Triterpenes and sterols

Reference solution: Weigh accurately a quantity of oleanolic acid CRS, dissolve in methanol to produce a solution containing 0.2 mg per ml as the reference solution.

Calibration standard: Measure accurately 0.1, 0.2, 0.3, 0.4 and 0.5 ml of the reference solution respectively into a 15 ml stopper test tube, evaporate to dry, and allow to cool. Add accurately 0.2 ml of newly prepared vanillin-acetic acid solution (Dissolve 0.5 g of vanillin, accurately weighed, to 10 ml of acetic acid) and 0.8 ml of perchloric acid, mix well, heat on a 70℃ water bath for 15 minutes, cool immediately on an ice water bath for 5 minutes, take out, add 4 ml of ethyl acetate, and mix well. Carry out the method for ultraviolet specrophotometry and colourimery <0401>, taking the mixture of the corresponding reagents as a blank, measure the absorbance at 546 nm and plot the standard curve, using the absorbance as ordinate and the concentration as abscissa.

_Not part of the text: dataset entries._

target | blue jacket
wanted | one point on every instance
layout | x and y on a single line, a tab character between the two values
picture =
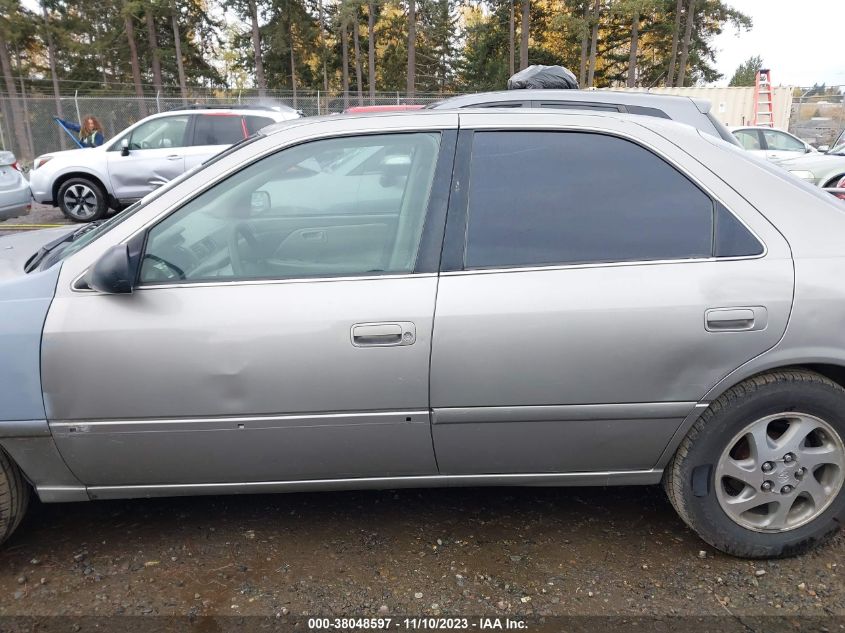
93	140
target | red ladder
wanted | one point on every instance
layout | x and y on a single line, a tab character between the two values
763	100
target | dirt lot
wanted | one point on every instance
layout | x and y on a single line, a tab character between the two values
441	552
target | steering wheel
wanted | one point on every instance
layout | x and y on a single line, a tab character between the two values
241	229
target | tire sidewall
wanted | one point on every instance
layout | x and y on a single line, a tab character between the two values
102	206
815	398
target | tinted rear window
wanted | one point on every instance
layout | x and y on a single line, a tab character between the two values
216	129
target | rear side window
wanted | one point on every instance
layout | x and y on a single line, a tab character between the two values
541	198
219	129
255	123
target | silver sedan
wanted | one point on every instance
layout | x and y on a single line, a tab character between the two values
444	298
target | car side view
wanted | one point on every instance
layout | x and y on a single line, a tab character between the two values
443	298
85	183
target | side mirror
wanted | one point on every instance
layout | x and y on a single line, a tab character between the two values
112	273
259	202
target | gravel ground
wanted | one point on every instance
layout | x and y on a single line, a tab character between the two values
439	552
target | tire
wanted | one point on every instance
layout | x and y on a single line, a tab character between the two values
82	200
699	482
14	496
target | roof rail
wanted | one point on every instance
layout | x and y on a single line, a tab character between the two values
223	106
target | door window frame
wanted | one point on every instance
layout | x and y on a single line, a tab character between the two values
431	238
453	258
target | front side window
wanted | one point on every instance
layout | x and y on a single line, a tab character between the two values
784	142
162	133
334	207
542	198
749	139
219	129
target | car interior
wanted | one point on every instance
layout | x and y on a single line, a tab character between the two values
339	206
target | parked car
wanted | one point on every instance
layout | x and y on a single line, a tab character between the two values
480	308
15	198
695	112
85	183
770	143
821	169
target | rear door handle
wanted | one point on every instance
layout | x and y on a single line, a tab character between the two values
743	319
385	334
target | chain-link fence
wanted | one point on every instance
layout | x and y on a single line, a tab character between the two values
818	118
40	134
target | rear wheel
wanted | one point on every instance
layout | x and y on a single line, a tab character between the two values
761	473
14	496
82	200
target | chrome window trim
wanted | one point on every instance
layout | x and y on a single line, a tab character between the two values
649	147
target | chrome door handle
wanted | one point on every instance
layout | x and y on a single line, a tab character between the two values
743	319
386	334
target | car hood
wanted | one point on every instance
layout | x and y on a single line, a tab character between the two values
812	161
17	248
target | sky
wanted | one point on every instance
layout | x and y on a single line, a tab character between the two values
800	41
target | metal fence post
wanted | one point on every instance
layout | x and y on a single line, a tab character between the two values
76	103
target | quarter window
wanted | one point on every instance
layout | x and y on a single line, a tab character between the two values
219	129
335	207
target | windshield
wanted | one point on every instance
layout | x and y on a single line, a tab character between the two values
86	237
838	146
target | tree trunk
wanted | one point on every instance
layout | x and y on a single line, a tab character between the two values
673	55
682	62
585	43
292	61
256	50
344	45
129	24
512	41
412	48
51	57
152	39
323	46
356	40
371	51
632	58
180	65
525	30
591	72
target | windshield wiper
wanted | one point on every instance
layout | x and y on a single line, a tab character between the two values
49	247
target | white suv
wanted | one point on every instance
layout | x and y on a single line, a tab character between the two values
84	183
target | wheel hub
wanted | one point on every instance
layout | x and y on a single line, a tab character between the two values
780	472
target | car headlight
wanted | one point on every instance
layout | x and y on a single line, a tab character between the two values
41	161
804	175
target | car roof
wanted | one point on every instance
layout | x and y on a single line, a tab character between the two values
592	96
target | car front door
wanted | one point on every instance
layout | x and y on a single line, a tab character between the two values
154	155
578	323
267	340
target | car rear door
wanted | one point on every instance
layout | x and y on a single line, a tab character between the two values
304	357
584	306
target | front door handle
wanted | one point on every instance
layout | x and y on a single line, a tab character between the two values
741	319
385	334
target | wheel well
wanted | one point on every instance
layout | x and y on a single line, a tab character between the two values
80	174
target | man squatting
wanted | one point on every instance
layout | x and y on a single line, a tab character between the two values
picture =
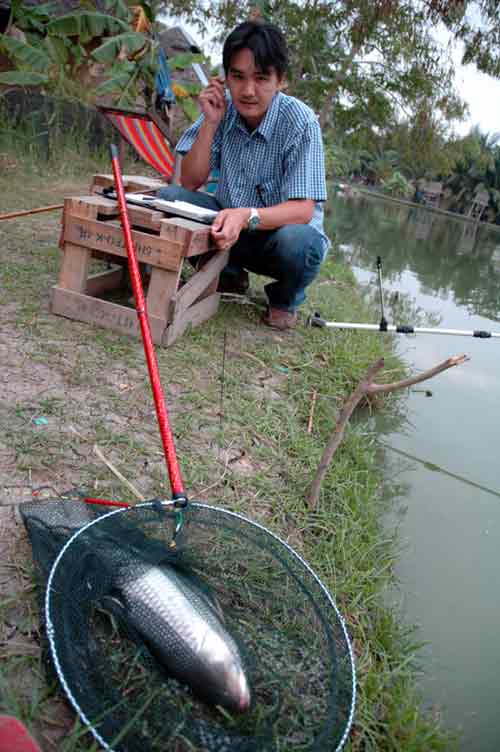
268	149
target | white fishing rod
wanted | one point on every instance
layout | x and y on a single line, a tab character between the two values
316	320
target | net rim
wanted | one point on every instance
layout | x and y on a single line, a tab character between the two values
167	503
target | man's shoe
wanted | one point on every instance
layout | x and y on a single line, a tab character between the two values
279	319
236	284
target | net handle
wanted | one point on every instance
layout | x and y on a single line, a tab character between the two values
173	468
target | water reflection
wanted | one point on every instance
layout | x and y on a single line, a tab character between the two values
442	253
441	456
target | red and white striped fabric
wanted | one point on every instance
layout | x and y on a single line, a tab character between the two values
143	134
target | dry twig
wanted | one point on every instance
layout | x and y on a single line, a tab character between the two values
366	386
311	411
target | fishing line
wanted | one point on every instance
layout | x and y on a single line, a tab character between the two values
222	381
383	326
437	469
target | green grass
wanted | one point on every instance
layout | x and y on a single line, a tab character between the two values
258	458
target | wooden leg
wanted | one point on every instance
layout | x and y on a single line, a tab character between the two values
162	288
74	267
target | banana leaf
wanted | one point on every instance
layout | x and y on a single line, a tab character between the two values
111	48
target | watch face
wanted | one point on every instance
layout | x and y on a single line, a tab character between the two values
254	221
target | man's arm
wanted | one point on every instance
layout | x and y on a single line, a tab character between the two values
195	167
229	223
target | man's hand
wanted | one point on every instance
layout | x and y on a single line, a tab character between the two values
213	101
227	226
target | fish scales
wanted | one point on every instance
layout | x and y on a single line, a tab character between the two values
184	632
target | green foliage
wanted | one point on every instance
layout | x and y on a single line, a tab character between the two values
476	23
397	185
130	41
476	168
17	78
86	26
358	63
340	160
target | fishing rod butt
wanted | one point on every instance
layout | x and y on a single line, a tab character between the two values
315	320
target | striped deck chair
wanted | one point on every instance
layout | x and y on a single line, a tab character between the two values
147	133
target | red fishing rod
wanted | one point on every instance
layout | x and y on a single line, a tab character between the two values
173	468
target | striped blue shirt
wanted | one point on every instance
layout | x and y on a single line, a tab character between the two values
281	159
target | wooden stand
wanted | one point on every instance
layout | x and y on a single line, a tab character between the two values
91	228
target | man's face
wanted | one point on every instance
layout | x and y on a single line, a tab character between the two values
251	89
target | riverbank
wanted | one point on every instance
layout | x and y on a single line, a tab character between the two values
68	386
354	187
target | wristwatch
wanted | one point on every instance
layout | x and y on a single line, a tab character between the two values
253	220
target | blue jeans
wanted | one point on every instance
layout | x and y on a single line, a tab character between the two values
291	255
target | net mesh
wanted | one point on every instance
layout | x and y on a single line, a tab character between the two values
289	635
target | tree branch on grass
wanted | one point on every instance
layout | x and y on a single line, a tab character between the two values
367	387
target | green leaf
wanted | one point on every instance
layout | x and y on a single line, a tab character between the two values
24	54
113	85
108	51
57	50
15	78
86	25
183	61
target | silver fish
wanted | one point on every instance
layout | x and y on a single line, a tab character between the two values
180	625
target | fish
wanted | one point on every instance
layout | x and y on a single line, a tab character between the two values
180	625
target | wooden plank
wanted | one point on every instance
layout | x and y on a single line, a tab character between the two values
90	310
108	237
74	267
105	281
89	207
162	286
140	183
197	314
194	236
194	287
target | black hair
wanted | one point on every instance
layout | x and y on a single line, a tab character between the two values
264	40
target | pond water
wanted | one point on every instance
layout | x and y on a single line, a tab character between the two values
446	453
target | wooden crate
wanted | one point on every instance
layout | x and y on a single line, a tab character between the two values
92	228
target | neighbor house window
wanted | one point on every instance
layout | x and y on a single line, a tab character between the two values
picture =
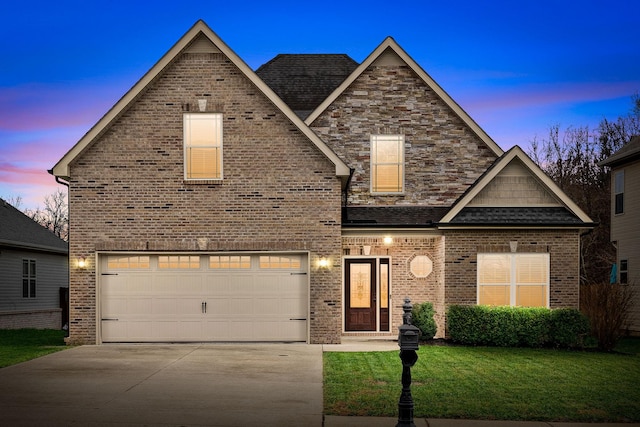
624	271
387	163
28	278
513	279
202	146
618	191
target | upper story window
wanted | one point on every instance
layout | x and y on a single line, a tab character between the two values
618	190
202	146
387	163
28	278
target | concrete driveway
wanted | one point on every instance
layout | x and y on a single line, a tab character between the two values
178	385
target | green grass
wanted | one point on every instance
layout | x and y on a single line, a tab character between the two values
20	345
490	383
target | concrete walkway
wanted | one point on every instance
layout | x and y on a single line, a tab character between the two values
188	385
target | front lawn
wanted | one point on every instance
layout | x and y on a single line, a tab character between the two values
20	345
490	383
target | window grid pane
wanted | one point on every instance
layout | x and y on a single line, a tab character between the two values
513	279
179	262
229	261
203	146
387	163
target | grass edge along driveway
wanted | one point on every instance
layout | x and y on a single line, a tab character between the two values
490	383
20	345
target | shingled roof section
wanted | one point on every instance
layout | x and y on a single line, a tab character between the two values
19	231
303	81
510	216
392	216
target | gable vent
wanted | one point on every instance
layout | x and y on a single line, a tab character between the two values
202	45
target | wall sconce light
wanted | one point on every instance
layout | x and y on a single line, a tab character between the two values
323	263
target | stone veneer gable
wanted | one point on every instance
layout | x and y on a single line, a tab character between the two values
443	156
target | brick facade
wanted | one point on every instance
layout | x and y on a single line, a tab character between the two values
279	192
403	283
463	246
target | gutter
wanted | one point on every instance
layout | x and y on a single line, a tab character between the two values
58	179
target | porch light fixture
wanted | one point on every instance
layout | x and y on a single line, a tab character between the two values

Test solution: Weigh accurately 2 g of the powder into a stoppered conical flask, add 50 ml of ethanol and ultrasonicate power 140 W, frequency 42 kHz) for 45 minutes and filter. Wash the residue and filtering container with ethanol for several times, combine the filtrate and washing solution to a 100 ml volumetric flask, dilute with ethanol to volume and mix well.

Procedure: Measure accurately 0.2 ml of the test solution into a 15 ml stopper test tube, carry out the procedure as described under calibration standard, beginning at the words "evaporate to dry...", measure the absorbance at 546 nm and read out the weight of oleanolic acid in the test solution from the standard curve, and calculate the contents of triterpenes and sterols.

It contains not less than 0.50 per cent of triterpenes and sterols, calculated as oleanolic acid (C30H48O3) with reference to the dried drug.

Property and Flavor

Neutral; sweet.

Meridian tropism

Heart, lung, liver and kidney meridians.

Actions

To tonify qi, tranquilize the mind, suppress cough, and relieve wheezing.

Indications

Disquietuded heart spirit, insomnia and palpitations, cough and wheezing caused by lung deficiency, consumptive disease with shortness of breath, no appetite.

Administration and dosage

6-12 g.

Storage

Preserve in a dry place, and protect from mould and moth.